Reducing IoT data bills using Compression and Batching- Part 3

Vaibhav Sharma

Dec 22, 2023 • 8 min read

Welcome to Part 3 of our multipart guide. In this instalment, we continue our exploration of techniques to optimize the transmission of data from IoT devices to the cloud. Building upon the fundamentals of serialization and compression discussed in Part 1 and the performance analysis of serialization covered in Part 2, we will now focus on data compression and batching.

In today's data-driven world, IoT devices are ubiquitous, generating unprecedented volumes of data. From your refrigerator to your smartwatch, a wide array of devices continuously send vital data to the cloud. It's crucial to understand how to make the most efficient use of network resources, whether it's over WiFi or cellular connections. By leveraging the principles we've explored so far, you can substantially reduce your network bills – potentially saving up to 75% of your costs.

Recap of Part 2

In Part 2, we conducted a comprehensive performance analysis of various serialisation techniques and data formats. This analysis provided invaluable insights into the efficiency of data serialization, on different data types, such as IMU data, GPS data, motor data, and battery management system (BMS) data. We closely examined data size and latency during transmission after the serialization process. Experiments performed in Part 2 conclude that Schema-based serialization, notably Capnproto, excels with smaller data size and superior serialization speed in all tests.

What to Expect from this guide: In this guide, we'll conduct a performance analysis of compression and batching techniques. Our focus will be on size and time-based assessments, for different kinds of data types like GPS data, BMS data, IMU data and motor data.

The different levers of reducing data size

There are 2 levels when it comes to reducing the size of data to be transferred over the network, they are:

Serialisation
Compression

Earlier, in Part 1 of this multi-part series, We have made a comprehensive guide on compression and serialization concepts, Check out Part 1 to deep dive into concepts of Serialization and compression.
In this article, we will look at how serialization affects the size of data and how all of it depends on the nature of the data being transmitted. In Part 3 of this multipart guide, we will look at the compression and batching process and How it affects the size of the data and the latency associated with it.

Introducing the Compression and Batching Experiments.

To help us better understand the relationship between the different types of data and the different compression and serialization formats that can be used on it, we set up an experiment called Zerde. To simulate the different types of data, we wrote a simulator that generates random IMU, BMS and perStatus values while also emulating GPS data from a set of real-world coordinates, hard-coded into a CSV file and then plotting this data on 3D bar charts.

The simulator ensures that it sends data points at the expected frequency, according to the type of data, i.e. GPS data is produced slower than BMS/IMU data. Data is sent onto a stream where it is batched and forwarded to the serialisation modules as a “data buffer”, we will now discuss the rest of the steps in the following sections.
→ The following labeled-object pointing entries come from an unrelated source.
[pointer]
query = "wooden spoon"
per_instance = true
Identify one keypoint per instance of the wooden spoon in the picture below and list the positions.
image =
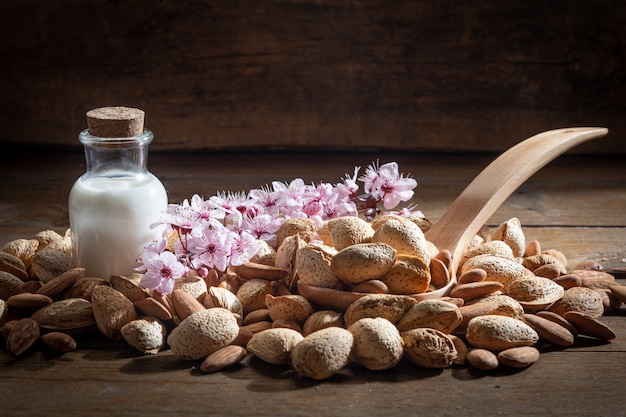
(479, 201)
(486, 193)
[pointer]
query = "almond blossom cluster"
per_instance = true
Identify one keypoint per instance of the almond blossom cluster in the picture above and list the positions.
(201, 234)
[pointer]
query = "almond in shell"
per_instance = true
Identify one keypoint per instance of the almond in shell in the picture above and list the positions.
(112, 310)
(363, 262)
(70, 315)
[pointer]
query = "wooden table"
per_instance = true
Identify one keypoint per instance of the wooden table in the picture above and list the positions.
(576, 204)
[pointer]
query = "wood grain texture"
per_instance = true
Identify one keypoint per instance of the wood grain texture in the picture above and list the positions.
(300, 74)
(575, 204)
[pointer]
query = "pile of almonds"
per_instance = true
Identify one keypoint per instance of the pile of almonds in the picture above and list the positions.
(351, 292)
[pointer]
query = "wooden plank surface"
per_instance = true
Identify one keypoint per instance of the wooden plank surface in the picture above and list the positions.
(575, 204)
(349, 74)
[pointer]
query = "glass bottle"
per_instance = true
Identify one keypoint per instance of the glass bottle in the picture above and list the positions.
(113, 206)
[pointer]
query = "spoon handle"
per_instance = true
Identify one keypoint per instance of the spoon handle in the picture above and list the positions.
(484, 195)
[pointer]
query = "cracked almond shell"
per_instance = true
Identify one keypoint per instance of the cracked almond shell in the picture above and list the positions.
(497, 333)
(323, 353)
(274, 345)
(363, 262)
(349, 230)
(313, 266)
(535, 293)
(405, 237)
(377, 343)
(408, 275)
(498, 269)
(203, 333)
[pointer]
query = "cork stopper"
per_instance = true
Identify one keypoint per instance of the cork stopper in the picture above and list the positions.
(115, 122)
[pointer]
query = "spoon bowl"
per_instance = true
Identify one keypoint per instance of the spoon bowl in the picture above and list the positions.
(477, 203)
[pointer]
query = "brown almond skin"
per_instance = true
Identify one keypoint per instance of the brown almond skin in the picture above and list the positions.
(151, 307)
(549, 330)
(223, 358)
(257, 327)
(243, 337)
(28, 301)
(473, 290)
(469, 311)
(589, 326)
(551, 271)
(83, 288)
(30, 286)
(59, 341)
(619, 291)
(519, 357)
(262, 314)
(23, 334)
(549, 315)
(184, 303)
(568, 281)
(439, 274)
(482, 359)
(57, 285)
(473, 275)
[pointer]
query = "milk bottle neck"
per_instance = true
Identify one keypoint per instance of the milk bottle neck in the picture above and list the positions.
(116, 157)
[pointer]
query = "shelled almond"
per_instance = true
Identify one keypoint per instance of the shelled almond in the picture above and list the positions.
(512, 297)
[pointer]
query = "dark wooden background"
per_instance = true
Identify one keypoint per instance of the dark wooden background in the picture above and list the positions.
(416, 75)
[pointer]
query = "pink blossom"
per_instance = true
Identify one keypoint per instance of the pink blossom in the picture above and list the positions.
(263, 227)
(161, 268)
(211, 249)
(384, 182)
(243, 247)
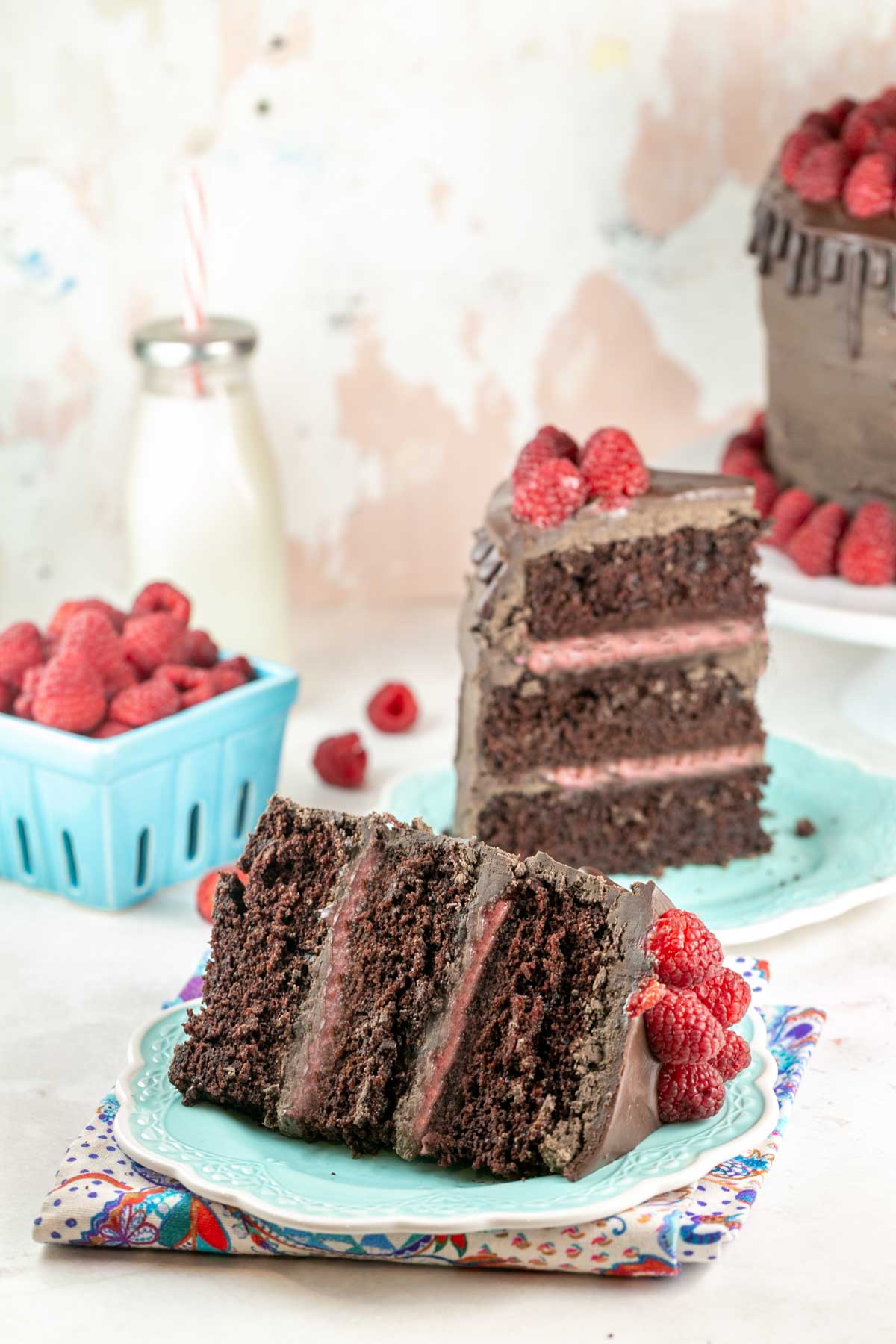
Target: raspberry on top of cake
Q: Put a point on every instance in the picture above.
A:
(612, 641)
(383, 987)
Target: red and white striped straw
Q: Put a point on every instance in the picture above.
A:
(195, 233)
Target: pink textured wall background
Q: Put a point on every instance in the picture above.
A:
(452, 222)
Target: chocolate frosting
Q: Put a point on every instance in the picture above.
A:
(829, 302)
(494, 633)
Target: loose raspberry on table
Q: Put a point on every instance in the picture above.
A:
(795, 148)
(684, 951)
(207, 886)
(146, 703)
(790, 511)
(647, 996)
(813, 547)
(689, 1092)
(726, 995)
(69, 695)
(109, 729)
(613, 465)
(195, 685)
(163, 597)
(822, 172)
(152, 640)
(67, 611)
(734, 1057)
(868, 550)
(682, 1028)
(765, 492)
(742, 457)
(547, 445)
(550, 494)
(200, 650)
(871, 187)
(341, 761)
(393, 709)
(92, 636)
(20, 648)
(862, 127)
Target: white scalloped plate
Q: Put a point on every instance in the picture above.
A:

Further, To understand the effect of batching on the size of data and time taken for compression and decompression, We have bundled our data in batches of 10, 100 and 1000. We will carry out compression+serialization and decompression+deserialization experiments in batches of 10,100 and 1000.

Compression Experiment

Various sensors generate data at distinct frequencies. Like raw motion data or IMU data, it could be more frequent than data from GPS. It is generally a good practice to batch the data before transmission to the cloud. This batching process optimizes the efficiency of data transfer, ensuring a streamlined and resource-efficient flow of information.
For this experiment, we have considered a batch size of 100. Each element of the batch contains about 52 data points for the following data type:

Sensor Profile	Type of data	Size of Data
GPS	Latitude and longitude data from moving vehicle	820 bytes to 840 bytes
IMU	Accelerometer and Gyroscope data	260 bytes to 280 bytes
BMS	Voltage Current and temperature data	1300 bytes to 1400 bytes
Motor	RPM and vibration velocity data	208 bytes to 210 bytes

In this experiment, we are employing a combination of serialization and compression techniques on the data sample to choose the best techniques among all. We will be combining different schema-based serialization and schema-less serialization techniques with different compression algorithms. The figure below shows this combination

Next, we will be showing you the experiment results for the following in batches of 10, 100 and 1000

Size of payloads after serialization and compression
Time taken for serialization and compression
Time taken for de-serialization and de-compression

Compression + Serialization performance analysis: Size of Data

After running the experiments. The graphs shown below interpret the following insights.

Amongst different compression algorithms, zstd and zlib emerge as the frontrunners, boasting a marginal advantage. Notably, zstd produces a smaller size output out of all.
Looking at serialization techniques when used with compression algorithms, in some cases the distinction between schema-based and schema-less approaches has minimal variations in output size. Interestingly, certain schema-less techniques, such as cbor, exhibit superior performance over their schema-based counterparts.
Visualizing our findings in the graph below shows that combinations involving cbor and zstd yield notably smaller outputs when compared with alternative configurations. Similarly, the fusion of Capnproto and zstd also proves to be a good contender. This experiment shows that lz4 and snappy compression algorithms produce larger outputs as compared to others.

GPS

This 3D plot contains the size of data analysis after serialization and compression for batches of 10, 100 and 1000 performed on GPS data

BMS

This 3D plot contains the size of data analysis after serialization and compression for batches of 10, 100 and 1000 performed on BMS data

IMU

This 3D plot contains the size of data analysis after serialization and compression for batches of 10, 100 and 1000 performed on IMU data

Compression + Serialization performance analysis: Time

After running the experiments. The graphs shown below interpret the following insights.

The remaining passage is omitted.